Security researcher says Microsoft built a BitLocker backdoor, releases exploit

· security ai privacy · Source ↗

TLDR

  • Researcher Nightmare-Eclipse released YellowKey, a BitLocker full-volume encryption bypass triggered via a USB-attached FsTx folder and WinRE reboot sequence.

Key Takeaways

  • YellowKey works by copying an FsTx folder to a USB (NTFS, FAT32, or exFAT) or the EFI partition, rebooting into Windows Recovery Environment, and following a specific input sequence to get an unrestricted command shell.
  • The bypass requires no password and grants full read/write access to BitLocker-protected volumes; only Windows 11, Server 2022, and Server 2025 are affected, not Windows 10.
  • The triggering component exists only in official WinRE images; the same component in standard Windows install images does not exhibit the bypass, which the researcher calls evidence of intentional backdoor insertion.
  • Nightmare-Eclipse also released GreenPlasma, a privilege escalation exploit, and hinted at a PIN-bypassing variant to be disclosed before next Patch Tuesday.
  • Mitigation advice from the source: layer encryption systems and consider VeraCrypt as an alternative to BitLocker.

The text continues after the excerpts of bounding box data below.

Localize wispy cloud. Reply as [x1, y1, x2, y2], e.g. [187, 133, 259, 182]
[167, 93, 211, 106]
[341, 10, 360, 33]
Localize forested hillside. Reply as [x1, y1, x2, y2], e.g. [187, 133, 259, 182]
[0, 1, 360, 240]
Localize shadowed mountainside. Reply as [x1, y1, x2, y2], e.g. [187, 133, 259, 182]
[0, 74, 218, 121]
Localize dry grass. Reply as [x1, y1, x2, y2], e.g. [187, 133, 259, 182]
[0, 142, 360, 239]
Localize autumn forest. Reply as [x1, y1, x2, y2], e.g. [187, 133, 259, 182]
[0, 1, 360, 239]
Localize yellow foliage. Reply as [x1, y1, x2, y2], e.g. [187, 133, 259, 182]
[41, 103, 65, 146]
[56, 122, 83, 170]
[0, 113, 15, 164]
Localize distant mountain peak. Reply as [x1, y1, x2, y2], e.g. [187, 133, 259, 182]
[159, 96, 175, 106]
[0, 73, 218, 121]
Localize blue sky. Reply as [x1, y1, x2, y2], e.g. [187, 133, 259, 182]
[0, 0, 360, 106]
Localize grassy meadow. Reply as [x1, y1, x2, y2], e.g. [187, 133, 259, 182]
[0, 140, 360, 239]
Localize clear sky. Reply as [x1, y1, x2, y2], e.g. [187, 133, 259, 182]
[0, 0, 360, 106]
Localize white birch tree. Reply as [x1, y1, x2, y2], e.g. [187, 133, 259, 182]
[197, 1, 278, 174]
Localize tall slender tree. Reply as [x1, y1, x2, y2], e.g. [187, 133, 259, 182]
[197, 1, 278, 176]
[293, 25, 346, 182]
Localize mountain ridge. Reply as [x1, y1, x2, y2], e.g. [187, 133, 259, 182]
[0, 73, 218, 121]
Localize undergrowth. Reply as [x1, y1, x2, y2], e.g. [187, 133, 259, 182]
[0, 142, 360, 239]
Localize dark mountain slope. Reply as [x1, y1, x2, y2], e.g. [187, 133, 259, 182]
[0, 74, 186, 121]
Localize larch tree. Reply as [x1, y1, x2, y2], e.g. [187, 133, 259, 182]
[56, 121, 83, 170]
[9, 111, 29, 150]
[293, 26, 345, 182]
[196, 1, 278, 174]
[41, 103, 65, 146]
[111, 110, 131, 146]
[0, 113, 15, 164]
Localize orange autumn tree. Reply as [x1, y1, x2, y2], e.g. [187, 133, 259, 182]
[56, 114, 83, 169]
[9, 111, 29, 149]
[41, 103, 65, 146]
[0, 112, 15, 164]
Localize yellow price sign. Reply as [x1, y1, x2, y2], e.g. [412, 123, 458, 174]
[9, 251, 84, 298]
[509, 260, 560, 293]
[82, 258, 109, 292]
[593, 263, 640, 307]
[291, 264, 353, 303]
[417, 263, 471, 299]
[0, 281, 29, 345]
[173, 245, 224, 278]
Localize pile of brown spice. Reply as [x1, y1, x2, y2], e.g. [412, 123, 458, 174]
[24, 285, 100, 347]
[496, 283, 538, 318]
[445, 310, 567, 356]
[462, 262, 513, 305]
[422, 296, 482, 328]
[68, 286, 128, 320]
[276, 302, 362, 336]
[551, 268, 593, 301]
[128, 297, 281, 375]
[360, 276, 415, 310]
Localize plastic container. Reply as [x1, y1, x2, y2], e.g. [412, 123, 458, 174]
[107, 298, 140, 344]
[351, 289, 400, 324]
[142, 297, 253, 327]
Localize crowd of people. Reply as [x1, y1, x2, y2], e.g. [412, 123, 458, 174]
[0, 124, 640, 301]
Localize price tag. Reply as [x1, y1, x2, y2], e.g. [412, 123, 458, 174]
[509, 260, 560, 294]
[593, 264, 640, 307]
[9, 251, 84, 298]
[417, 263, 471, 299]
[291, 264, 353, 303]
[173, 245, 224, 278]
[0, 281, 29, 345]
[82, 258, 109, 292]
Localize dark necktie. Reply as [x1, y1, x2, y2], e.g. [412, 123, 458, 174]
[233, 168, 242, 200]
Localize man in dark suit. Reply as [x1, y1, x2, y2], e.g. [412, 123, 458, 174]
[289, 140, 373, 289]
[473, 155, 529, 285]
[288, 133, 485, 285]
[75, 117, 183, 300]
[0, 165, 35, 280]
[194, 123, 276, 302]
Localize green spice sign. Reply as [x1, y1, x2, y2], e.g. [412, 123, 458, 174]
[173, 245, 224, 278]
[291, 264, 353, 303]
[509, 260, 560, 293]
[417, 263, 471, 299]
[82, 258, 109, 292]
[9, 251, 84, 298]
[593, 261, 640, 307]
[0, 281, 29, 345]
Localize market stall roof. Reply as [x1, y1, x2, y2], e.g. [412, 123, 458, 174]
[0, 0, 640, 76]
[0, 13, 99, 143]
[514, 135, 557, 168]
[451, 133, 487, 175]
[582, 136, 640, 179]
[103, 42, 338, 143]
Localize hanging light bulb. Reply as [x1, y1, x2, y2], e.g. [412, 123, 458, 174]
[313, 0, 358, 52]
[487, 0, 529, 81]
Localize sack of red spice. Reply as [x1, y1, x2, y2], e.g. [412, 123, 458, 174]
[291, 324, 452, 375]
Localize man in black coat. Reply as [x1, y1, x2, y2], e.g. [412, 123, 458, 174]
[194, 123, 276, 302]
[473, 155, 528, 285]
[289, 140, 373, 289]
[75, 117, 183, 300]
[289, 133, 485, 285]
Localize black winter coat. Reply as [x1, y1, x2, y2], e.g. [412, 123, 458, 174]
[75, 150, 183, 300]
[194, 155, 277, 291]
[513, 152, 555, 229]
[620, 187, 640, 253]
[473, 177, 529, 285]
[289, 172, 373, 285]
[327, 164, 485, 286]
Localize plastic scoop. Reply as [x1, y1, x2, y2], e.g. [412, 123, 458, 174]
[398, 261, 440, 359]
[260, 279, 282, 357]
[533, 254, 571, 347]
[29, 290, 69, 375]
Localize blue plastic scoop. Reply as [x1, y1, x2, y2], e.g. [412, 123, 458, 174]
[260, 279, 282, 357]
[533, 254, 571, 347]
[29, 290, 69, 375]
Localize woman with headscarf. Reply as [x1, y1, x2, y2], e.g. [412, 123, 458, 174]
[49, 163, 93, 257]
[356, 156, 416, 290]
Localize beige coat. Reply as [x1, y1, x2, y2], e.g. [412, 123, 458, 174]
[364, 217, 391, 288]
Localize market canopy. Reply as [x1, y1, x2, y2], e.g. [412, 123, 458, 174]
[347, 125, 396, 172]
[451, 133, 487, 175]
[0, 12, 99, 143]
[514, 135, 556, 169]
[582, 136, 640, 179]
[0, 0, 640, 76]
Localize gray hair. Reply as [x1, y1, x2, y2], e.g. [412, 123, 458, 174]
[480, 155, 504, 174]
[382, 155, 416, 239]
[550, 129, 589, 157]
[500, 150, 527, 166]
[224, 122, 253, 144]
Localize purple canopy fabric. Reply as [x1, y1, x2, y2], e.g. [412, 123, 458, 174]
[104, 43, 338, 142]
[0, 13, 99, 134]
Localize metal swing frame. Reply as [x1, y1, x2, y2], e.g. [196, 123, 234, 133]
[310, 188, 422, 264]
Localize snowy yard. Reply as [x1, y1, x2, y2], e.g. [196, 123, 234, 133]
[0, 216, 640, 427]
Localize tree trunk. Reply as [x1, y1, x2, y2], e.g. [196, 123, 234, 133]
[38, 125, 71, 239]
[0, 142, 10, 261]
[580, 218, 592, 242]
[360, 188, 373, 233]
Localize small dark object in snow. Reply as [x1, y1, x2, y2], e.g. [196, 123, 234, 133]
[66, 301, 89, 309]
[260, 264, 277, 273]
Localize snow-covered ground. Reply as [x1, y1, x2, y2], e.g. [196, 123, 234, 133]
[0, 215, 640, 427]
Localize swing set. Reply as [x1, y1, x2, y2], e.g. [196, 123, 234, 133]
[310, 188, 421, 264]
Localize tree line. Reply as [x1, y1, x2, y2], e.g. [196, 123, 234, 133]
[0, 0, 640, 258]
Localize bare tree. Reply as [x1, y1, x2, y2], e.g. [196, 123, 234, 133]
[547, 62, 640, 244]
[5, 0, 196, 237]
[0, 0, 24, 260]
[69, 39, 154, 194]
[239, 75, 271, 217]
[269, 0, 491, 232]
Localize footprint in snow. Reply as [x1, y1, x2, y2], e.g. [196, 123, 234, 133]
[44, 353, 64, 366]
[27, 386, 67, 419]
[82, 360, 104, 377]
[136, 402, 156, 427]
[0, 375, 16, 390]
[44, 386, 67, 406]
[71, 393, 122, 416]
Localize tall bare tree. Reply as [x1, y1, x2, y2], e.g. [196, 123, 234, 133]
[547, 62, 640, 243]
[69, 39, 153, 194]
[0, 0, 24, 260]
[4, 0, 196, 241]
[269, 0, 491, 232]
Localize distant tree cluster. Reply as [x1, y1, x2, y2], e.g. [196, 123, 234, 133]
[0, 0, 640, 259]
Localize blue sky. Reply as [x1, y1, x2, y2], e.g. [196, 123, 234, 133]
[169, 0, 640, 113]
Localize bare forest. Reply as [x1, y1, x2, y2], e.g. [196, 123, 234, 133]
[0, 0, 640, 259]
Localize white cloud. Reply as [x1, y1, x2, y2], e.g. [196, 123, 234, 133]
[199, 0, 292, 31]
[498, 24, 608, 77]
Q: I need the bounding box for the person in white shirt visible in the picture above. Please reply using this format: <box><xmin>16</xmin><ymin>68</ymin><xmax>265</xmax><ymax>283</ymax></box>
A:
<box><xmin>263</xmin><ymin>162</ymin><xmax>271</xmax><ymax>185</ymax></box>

Hacker News Comment Review

  • Commenters clarified that YellowKey targets TPM-only BitLocker (no PIN), where WinRE holds a TPM-released decryption key, making physical access sufficient regardless of this specific exploit.
  • The mechanism appears to involve Transactional NTFS (TxF) bits on a USB deleting winpeshl.ini on a separate drive inside WinRE, a subtle privilege boundary violation rather than a classic FDE break.
  • Commenters debated intentionality: the “backdoor” framing is contested given the researcher’s public grudge against Microsoft and the fact that PIN-protected BitLocker is reportedly unaffected by the published PoC.

Notable Comments

  • @layer8: Published exploit does not affect BitLocker with a PIN; PIN-less TPM-only mode was already considered weak against physical attackers.
  • @gruez: WinRE is privileged because Windows stores a TPM-released decryption key specifically for the recovery environment, which is why WinRE access is the attack’s prerequisite.